The pilot was in his seat, poring over a chart, when Spaatz clambered aboard the Junkers 88 and took his seat beside him. The pilot looked at him in mild astonishment.
Spaatz said: ‘Your tanks?’
‘Full. I - I didn’t expect you, Colonel. I was about to leave for Berlin.’
‘Madrid.’
‘Madrid?’ This time the astonishment was more than mild. ‘But my orders - ’
‘Here are your new orders,’ Spaatz said. He produced his Luger.
CHAPTER ONE
The cabin of the thirty-seater aircraft was battered, scruffy, unclean and more than a little noisome, which pretty accurately reflected the general appearance of the passengers, who would never have made it to the ranks of the international jet-set. Two of them could have been classified as exceptions or at least as being different from the others although neither of them would have made the jet-set division either, lacking, as they did, the pseudo-aristocratic veneer of your true wealthy and idle layabout. One, who called himself Edward Hiller—in this remote area of southern Brazil it was considered poor form to go by your own given name—was around thirty-five, thickset, fair-haired, hard-faced, obviously European or American and dressed in tan bush-drills. He seemed to spend most of his time in moodily examining the scenery, which, in truth, was hardly worth the examining, inasmuch as it duplicated tens of thousands of square miles in that virtually unknown part of the world: all that was to be seen was an Amazonian tributary meandering its way through the endless green of the rain forest of the Planalto de Mato Grosso. The second exception—again because he seemed not unacquainted with the basic principles of hygiene-claimed to be called Serrano, was dressed in a reasonably off-white suit, was about the same age as Hiller, slender, black-haired, black-moustached, swarthy and could have been Mexican. He wasn’t examining the scenery: he was examining Hiller, and closely at that.
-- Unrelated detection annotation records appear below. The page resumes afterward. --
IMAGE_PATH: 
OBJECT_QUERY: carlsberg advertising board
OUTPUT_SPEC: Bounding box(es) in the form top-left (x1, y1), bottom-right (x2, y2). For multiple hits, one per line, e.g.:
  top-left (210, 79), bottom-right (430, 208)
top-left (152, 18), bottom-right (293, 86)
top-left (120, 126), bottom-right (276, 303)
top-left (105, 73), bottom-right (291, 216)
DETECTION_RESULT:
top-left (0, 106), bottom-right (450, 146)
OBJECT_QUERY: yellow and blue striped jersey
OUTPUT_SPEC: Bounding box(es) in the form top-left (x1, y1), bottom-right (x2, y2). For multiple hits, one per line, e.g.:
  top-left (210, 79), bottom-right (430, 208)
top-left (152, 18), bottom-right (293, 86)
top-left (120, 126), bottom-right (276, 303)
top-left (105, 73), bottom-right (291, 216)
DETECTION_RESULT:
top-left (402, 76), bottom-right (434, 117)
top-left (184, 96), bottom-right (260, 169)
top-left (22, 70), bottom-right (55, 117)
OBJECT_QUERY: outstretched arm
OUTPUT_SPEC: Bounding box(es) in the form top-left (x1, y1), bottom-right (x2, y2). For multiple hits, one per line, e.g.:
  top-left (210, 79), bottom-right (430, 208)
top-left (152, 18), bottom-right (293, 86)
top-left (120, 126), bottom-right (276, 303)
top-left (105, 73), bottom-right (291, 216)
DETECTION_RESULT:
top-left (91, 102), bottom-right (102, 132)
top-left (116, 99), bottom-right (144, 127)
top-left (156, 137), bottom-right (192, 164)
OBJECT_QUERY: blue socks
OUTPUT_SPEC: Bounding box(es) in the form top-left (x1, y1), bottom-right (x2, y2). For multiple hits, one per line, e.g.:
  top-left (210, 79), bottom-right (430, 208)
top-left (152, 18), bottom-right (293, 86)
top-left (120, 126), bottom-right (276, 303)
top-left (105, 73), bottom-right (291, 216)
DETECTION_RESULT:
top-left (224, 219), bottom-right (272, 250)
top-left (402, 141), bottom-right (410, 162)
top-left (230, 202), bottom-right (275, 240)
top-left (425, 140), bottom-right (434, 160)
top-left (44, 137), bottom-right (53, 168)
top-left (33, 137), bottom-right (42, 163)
‘We are about to land at Romono.’ The loudspeaker was scratchy, tinny and the words almost indistinguishable.
‘Please fasten seat-belts.’
The plane banked, lost altitude rapidly and made its approach directly above and along the line of the river. Several hundred feet below the flight-path a small, open outboard motorboat was making its slow way upstream.
This craft—on closer inspection a very dilapidated craft indeed—had three occupants. The largest of the three, one John Hamilton, was tall, broad-shouldered, powerfully built and about forty years of age. He had keen brown eyes, but that was about the only identifiable feature of his face as he was uncommonly dirty, dishevelled and unshaven, giving the impression that he had recently endured some harrowing ordeal, an impression heightened by the fact that his filthy clothes were torn and his face, neck and shoulders were liberally blood-stained. Comparatively, his two companions were presentable. They were lean, wiry and at least ten years younger than Hamilton. Clearly of Latin stock, their olive-tinged faces were lively, humorous and intelligent and they looked so much alike that they could have been identical twins, which they were. For reasons best known to themselves they liked to be known as Ramon and Navarro. They considered Hamilton—whose given name was, oddly enough, Hamilton—with critical and speculative eyes.